このような場合、弁護士が交渉を行うことで、保険会社の提示金額を一気に裁判基準まで引き上げることができるので、示談金額を正当な金額に増額することができます。
後遺症慰謝料
交通事故の被害者が後遺障害の認定を受けた場合、後遺障害の等級に応じた慰謝料を請求することができます。
後遺障害等級には、1級から14級があり、自賠責から後遺障害保険金(後遺症慰謝料と逸失利益を含む)を受け取ることができます。最も重い1級の場合は3000万円、12級では224万円、最も低い14級では75万円となっています。
これに対して、裁判基準では後遺症慰謝料だけでも1級の場合は2800万円、12級では280万円、14級では110万円であり、その他逸失利益も合わせると自賠責保険金よりも相当多額の金額となります。
しかし、保険会社は自社の負担を抑えるため、できる限り自賠責保険金の金額に近い金額を提示してきます。

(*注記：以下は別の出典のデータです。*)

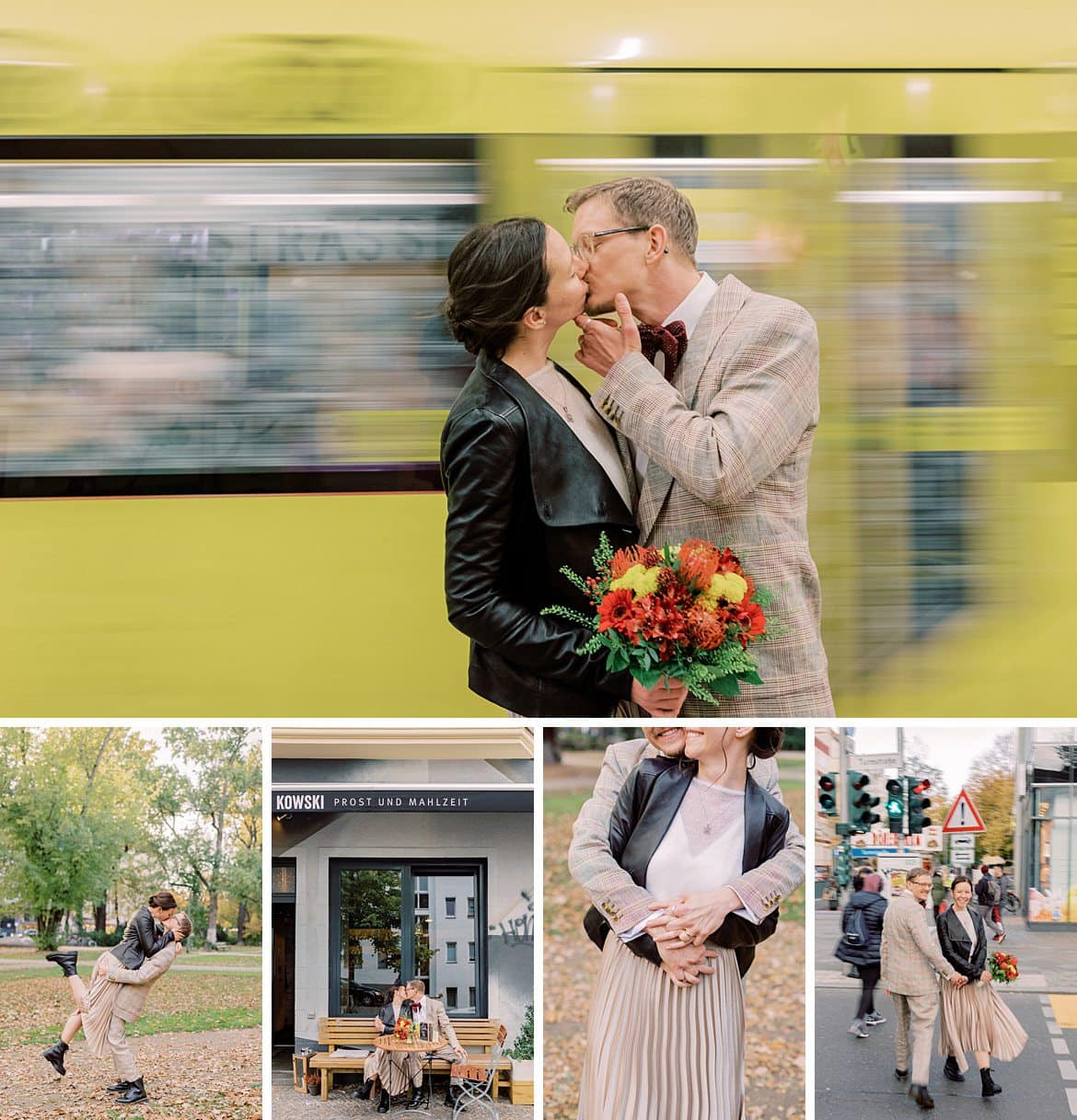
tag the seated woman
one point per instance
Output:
(532, 475)
(680, 826)
(395, 1071)
(93, 1005)
(972, 1017)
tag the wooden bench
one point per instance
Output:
(477, 1036)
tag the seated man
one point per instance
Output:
(432, 1011)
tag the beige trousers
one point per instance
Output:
(122, 1057)
(916, 1017)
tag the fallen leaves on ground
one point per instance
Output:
(34, 1005)
(212, 1075)
(774, 1004)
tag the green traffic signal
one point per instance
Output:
(918, 803)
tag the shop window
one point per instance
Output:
(380, 929)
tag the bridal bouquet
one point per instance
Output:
(687, 610)
(1003, 966)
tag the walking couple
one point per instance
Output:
(118, 990)
(973, 1016)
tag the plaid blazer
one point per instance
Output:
(910, 950)
(617, 897)
(728, 445)
(135, 984)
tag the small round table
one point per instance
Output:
(392, 1045)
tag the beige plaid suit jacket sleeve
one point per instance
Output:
(612, 891)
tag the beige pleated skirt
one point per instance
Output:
(975, 1018)
(655, 1052)
(98, 1015)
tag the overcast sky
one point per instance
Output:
(952, 749)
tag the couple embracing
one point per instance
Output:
(685, 850)
(118, 990)
(701, 428)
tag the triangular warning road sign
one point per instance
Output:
(963, 816)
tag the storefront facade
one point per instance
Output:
(395, 868)
(1048, 826)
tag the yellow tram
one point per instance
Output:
(222, 376)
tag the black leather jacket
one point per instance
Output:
(525, 497)
(143, 938)
(955, 943)
(645, 808)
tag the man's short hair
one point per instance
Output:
(643, 201)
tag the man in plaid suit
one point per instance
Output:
(627, 906)
(721, 429)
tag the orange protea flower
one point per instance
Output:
(617, 612)
(705, 629)
(633, 555)
(699, 561)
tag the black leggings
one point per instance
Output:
(869, 976)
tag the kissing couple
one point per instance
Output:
(119, 987)
(701, 428)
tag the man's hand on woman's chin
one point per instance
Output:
(666, 698)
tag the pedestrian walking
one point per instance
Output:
(910, 959)
(861, 945)
(974, 1017)
(988, 898)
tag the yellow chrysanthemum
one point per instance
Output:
(639, 581)
(725, 584)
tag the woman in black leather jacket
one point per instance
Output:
(681, 826)
(145, 937)
(526, 493)
(973, 1017)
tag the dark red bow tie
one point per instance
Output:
(671, 340)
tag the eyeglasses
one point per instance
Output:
(585, 248)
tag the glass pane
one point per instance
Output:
(370, 937)
(447, 925)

よって、後遺障害が認定された場合は、弁護士が交渉を行うことで、裁判基準での後遺症慰謝料を請求し、示談にもちこむことになります。
弁護士依頼のメリット
慰謝料の算定や交渉は、非常に専門的で、場合によっては判例などを踏まえた高度な交渉能力が必要となります。
したがって、保険会社が適切な金額を提示してくれない場合は、弁護士に交渉を依頼することで賠償額の増額を図ることが必要です。